Question

$$ \begin{array}{l}{\text { Multiple Choice Which of the following gives the best }} \\ {\text { approximation of the length of the arc of } y=\cos (2 x) \text { from } x=0} \\ {\text { to } x=\pi / 4 ? \quad }\end{array} $$ (A) 0.785 (B) 0.955 (C) 1.0 (D) 1.318 (E) 1.977

Short answer

C = 1.0 is the correct approximation for the length of the arc. As with any definite integral calculation, slight variations in the decimal value may occur due to the precision of the numerical approximation method used.

Step-by-step solution

Identify the Formula

The formula for the arc length of the curve \(y=f(x)\) from \(x=a\) to \(x=b\) is given by: \(\int_{a}^{b} \sqrt{1 + [f'(x)]^{2}} dx \) Where \(f'(x)\) denotes the derivative of the function.
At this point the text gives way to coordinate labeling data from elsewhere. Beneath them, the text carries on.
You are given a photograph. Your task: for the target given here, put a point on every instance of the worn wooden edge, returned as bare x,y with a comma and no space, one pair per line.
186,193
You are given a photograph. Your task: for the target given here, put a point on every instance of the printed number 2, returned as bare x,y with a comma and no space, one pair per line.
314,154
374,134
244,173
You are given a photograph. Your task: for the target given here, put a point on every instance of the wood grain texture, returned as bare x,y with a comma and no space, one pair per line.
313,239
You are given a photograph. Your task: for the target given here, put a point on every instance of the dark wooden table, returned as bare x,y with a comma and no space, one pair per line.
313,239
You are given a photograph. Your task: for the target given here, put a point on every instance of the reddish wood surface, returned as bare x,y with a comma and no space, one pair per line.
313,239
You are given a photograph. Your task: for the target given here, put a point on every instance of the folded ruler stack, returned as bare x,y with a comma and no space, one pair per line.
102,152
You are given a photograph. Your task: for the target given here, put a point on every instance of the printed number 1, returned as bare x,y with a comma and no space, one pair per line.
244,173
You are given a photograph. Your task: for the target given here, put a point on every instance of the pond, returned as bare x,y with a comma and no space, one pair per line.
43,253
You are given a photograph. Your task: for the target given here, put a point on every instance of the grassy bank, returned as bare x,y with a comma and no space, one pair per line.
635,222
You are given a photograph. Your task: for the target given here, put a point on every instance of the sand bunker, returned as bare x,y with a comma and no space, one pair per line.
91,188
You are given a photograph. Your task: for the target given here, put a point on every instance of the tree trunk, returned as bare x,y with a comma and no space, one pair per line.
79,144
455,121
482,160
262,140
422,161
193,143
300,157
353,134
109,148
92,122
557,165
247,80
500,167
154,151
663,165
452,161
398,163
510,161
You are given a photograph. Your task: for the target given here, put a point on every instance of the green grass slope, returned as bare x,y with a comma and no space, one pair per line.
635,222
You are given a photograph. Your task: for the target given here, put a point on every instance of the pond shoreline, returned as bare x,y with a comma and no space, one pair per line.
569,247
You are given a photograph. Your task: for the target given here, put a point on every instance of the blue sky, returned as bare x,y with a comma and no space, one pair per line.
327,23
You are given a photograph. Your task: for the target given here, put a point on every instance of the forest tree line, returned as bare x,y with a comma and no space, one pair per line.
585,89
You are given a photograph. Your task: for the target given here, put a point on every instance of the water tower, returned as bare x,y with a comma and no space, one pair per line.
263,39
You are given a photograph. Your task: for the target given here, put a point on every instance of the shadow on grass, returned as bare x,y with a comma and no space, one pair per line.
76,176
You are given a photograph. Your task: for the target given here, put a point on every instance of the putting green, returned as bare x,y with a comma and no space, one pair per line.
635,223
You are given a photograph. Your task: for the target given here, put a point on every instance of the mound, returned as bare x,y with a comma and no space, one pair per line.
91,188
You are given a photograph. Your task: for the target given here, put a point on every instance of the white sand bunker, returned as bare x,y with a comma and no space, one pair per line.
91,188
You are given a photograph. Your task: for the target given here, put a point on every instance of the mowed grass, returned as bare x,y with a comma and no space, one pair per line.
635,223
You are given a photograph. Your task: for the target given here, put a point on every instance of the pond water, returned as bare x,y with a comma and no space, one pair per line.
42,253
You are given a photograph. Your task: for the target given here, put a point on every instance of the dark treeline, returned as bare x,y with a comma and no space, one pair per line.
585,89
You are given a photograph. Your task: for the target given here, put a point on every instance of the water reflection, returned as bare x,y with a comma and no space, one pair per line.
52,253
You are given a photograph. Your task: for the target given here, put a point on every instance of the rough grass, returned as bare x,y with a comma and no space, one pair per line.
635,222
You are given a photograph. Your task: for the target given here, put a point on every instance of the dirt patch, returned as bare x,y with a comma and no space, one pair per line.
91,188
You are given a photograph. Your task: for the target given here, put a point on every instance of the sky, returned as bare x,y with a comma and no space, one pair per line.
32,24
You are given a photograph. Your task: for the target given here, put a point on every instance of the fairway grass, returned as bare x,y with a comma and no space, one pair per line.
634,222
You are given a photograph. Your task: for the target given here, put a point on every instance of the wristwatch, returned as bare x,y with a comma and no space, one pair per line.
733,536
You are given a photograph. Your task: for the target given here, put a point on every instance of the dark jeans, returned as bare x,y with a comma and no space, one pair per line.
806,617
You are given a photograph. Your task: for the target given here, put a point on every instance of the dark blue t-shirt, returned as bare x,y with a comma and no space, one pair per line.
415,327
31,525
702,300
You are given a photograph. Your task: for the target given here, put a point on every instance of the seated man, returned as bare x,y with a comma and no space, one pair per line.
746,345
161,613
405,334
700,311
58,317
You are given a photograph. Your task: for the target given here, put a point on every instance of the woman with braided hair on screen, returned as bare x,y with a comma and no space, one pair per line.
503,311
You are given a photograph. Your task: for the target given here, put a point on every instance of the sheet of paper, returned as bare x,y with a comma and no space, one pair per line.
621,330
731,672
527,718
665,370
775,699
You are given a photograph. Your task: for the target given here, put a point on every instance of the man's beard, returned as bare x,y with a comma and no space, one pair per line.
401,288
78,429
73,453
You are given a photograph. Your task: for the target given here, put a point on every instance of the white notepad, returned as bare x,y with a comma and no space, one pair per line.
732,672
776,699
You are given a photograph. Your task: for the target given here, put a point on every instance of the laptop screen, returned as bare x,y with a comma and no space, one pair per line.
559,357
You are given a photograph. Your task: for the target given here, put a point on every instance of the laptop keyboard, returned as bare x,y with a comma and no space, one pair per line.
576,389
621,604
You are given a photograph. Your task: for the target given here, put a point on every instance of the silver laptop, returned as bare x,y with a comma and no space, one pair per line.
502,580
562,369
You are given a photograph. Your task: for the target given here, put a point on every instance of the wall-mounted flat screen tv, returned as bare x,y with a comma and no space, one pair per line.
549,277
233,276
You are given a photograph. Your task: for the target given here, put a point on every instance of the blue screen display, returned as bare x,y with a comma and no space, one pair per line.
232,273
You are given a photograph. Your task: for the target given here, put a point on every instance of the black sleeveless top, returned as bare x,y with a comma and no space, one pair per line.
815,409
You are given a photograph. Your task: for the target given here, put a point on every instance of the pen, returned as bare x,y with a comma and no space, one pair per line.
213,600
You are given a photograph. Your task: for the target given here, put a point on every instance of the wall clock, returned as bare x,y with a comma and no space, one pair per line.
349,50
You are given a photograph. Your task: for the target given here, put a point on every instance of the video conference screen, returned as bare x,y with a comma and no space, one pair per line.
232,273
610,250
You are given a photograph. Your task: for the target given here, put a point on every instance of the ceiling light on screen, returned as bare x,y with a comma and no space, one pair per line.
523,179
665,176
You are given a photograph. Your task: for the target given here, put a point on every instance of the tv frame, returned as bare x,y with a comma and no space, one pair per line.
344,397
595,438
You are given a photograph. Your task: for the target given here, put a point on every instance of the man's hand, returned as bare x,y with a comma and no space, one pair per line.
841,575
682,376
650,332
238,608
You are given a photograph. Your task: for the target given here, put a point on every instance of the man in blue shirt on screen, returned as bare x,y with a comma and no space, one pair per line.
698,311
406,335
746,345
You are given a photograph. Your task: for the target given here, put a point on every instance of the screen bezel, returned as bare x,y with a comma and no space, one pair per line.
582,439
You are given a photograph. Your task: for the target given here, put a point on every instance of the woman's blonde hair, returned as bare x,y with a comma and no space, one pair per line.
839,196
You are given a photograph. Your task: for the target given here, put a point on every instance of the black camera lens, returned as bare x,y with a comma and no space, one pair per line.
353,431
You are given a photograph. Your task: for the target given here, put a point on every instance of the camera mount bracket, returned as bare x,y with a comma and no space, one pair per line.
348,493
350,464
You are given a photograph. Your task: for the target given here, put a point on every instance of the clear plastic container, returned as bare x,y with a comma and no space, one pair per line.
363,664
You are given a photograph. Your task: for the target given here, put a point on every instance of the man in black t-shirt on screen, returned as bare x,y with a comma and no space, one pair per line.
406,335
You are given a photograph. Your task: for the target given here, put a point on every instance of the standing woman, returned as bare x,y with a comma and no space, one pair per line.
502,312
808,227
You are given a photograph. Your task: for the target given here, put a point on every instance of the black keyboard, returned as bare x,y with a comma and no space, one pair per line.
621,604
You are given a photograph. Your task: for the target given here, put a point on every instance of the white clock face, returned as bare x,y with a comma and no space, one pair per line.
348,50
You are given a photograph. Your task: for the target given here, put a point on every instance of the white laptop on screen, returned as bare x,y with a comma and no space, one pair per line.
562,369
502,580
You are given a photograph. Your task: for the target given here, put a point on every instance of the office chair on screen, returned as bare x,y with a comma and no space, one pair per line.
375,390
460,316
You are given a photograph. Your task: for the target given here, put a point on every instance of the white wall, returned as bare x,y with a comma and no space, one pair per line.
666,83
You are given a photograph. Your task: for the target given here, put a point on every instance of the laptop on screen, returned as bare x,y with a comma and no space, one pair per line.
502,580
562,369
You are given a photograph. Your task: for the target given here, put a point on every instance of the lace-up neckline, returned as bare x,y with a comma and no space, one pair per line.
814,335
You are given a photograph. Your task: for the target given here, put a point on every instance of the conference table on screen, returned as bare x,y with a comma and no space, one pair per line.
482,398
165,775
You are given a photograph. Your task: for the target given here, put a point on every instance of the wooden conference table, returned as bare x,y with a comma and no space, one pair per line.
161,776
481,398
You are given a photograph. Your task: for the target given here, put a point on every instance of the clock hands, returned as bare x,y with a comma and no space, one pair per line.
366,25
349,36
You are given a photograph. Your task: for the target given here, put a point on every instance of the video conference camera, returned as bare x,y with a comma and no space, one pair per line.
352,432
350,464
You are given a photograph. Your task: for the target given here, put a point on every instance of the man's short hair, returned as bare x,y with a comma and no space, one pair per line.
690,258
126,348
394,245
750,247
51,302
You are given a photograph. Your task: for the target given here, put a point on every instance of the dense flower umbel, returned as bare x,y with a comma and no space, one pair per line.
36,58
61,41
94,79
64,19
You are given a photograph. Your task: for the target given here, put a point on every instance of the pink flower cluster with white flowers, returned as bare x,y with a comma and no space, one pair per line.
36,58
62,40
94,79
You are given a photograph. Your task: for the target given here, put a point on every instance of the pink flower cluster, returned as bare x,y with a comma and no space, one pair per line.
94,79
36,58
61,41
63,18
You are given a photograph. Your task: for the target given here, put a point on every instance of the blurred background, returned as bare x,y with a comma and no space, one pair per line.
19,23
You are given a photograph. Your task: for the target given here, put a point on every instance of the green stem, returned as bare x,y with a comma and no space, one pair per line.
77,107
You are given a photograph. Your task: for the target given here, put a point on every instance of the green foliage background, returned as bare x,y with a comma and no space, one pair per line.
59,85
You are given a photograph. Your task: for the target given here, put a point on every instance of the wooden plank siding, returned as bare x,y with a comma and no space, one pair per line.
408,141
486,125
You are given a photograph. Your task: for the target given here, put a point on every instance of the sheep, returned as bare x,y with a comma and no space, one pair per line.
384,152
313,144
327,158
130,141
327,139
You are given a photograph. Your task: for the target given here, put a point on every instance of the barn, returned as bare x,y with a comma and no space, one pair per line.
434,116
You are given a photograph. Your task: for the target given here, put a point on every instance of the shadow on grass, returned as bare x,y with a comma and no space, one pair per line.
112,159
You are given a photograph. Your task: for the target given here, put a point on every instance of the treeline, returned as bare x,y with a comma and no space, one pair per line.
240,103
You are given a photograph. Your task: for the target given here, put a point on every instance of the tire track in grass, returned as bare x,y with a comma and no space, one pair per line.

Substitute in the given function

The given function is \(y= cos(2x)\). The derivative of this function is \(f'(x) = -2sin(2x)\). Substituting these into the arc length formula, we get : \(\int_{0}^{\pi/4} \sqrt{1 + [-2sin(2x)]^{2}} dx\).

Simplify and calculate the integral

Squaring and simplifying under the square root, we get: \(\int_{0}^{\pi/4} \sqrt{1 + 4sin^{2}(2x)} dx\). The value of the definite integral can then be approximated using numerical methods or by looking it up in mathematical tables.